Seat setback is now 87 mm on the Aspide 7X and 90 mm on the Era Arrowhead. This is not the 10 to 13 mm increase it seems as both seats are significantly shorter than the Flite gels they replace. On the bike the body position changes marginally although effective seat angle is now back to 71.5.

The other change was to the Carnac shoes. This was straight forward as when combined with the Keywins, no changes in seat position were necessary. For a few years I have been experimenting with twisting seat noses off centre. Many people, by many I mean better than 80% of those I see, sit on a bike seat with one hip further forward than the other. This results in each leg reaching different distances to the pedals and functioning differently. I don’t like to experiment on elite riders and had not tried this with Peter until it had worked on a thousand plus lesser lights. I had also found out what the potential traps were.

With Peter, the right leg is the functionally shorter one, but he sits slightly twisted with his left hip forward, This increases the distance the right leg has to reach as the right hip is further back on the bike seat than the hip of the functionally longer left leg. I twisted Peter’s seat nose to the left enough to square his hips. This meant that the right side cleat packer of 7 mm could be reduced to 4 mm, which smoothed out the right leg pedal stroke slightly.

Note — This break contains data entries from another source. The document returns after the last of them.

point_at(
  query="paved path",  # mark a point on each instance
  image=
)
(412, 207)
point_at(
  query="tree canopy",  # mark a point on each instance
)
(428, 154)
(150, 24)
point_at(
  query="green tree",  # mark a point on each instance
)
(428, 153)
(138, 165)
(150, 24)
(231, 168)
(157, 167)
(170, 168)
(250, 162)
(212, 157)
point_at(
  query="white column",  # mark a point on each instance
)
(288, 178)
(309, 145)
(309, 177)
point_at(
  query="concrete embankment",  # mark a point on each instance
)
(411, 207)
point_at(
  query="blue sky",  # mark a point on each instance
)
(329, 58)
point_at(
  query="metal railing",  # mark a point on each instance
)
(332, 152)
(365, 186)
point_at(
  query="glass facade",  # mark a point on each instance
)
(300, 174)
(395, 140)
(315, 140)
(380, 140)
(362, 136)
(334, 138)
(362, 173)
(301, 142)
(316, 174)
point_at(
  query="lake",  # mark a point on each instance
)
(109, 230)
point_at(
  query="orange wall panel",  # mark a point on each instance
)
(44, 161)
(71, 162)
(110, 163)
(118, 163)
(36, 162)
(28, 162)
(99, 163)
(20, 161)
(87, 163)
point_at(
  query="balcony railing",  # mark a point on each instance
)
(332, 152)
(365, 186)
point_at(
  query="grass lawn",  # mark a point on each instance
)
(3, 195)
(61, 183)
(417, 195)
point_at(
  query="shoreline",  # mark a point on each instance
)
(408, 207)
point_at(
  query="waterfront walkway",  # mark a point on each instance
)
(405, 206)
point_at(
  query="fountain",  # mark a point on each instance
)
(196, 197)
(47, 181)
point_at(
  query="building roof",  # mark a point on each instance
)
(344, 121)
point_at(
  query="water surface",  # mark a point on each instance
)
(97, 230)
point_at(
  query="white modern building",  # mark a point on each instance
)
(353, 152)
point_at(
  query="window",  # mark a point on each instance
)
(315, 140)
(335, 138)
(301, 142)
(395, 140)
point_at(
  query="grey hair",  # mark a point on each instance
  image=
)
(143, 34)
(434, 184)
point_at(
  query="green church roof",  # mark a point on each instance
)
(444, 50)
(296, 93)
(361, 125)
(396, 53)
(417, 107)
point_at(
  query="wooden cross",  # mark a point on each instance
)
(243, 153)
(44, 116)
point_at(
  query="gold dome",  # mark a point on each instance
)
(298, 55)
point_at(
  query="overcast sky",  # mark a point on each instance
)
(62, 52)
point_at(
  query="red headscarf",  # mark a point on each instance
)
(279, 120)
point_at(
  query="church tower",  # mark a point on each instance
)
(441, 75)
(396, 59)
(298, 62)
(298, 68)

The subsequent changed mechanics of the right leg meant the varus right forefoot now caused the right knee to roll in on the downstroke. I fitted a medial lift to the insole of the right shoe to correct this and changed the foot angle. A couple of Peter’s training mates, Eddie Sales and Ray Potter, tell me that Peter now delights in riding up hills no hands style. This is something he struggled to do pre seat twist, as high torque uphill pedalling exaggerated the functional asymmetries he possessed and meant he needed to hold the bars. So he is not perfect, but functioning better.

I have enjoyed my association with Peter Milostic. He is a modest, approachable, open minded but forthright and determined bike rider, A good position helps but at the end of the day the rider himself has to do the job. The people I have heard Peter give credit for helping him in his successes are Eddie Sales, the coaching expertise of Mick Chapman, current sponsors FRF Couriers, Carnac, Fuji and Selle San Marco as well as all past sponsors, also his employers Western Spring Water for allowing him to work flexible hours. Above all he attributes his consistent success to his wife Kelly who has acted as driver, soigneur, manager, business adviser and altogether indispensable all rounder in the job of getting one bike rider on the start line at the right time in the right frame of mind.